I’m pretty brave. Some would say stupid, actually. Sometimes I leave my brain behind and follow my heart where few dare to tread. And sometimes it turns out okay. Like the time I went to church disguised as a homeless person. Or started a nonreligious spiritual discussion group downtown with people of varying worldviews. Or jumped off a cliff. And just the other day I walked up to a total stranger and asked if I could use his backyard swimming pool as a church baptismal. My motto in life is, “I have nothing to lose.”
But what I did yesterday beat all. I had a lot to lose. I emailed a a friend and voiced a specific need.
After typing and deleting for over an hour, I finally clicked “send” and felt every ounce of pride and dignity leave my shaking, sobbing body. I even wondered if whatever faith I have in God’s ability to miraculously and sovereignly provide left me as well.
My friend responded in turn by admitting a specific need of her own. We agreed that those in the church need to do better at bearing each other’s burdens (Galatians 6:2).

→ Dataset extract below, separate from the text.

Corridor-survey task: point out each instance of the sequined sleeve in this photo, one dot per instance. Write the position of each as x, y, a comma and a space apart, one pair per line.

Now that I’ve shared mine, I feel a little lighter, though the lightness may also be due to feeling as if I’ve stripped myself of all my protective clothing. Sometimes it hurts to be real.
When Paul admonished the Galatians to share each other’s burdens, he said doing so would “fulfill the law of Christ.” Which we know to be love. As I sit here on the weird and shaky other-side of burden sharing, I don’t know if, practically speaking, it will have made any difference. But that was never the point.
The point is love. In being honest with my friend about my need, I showed her I love her enough to trust her with my burden. She will bear it carefully–not judging me for refusing to voice it sooner, not slathering it across the cyber sphere, and not offering stupid platitudes and then dumping my burden by the curb.
She in turned showed me love by thanking me for the privilege of sharing my heavy heart-load. This is love. This is the Gospel. This is the religion that doesn’t sit pretty in Sunday pews and keep problems carefully hidden beneath empty ritual.
Do you have a hard time being honest about your needs? Do you think the nature of some needs are more difficult to share than others? What is the most difficult thing you’ve ever told someone in regard to a need? What was the result, and how did it make you feel? Please share!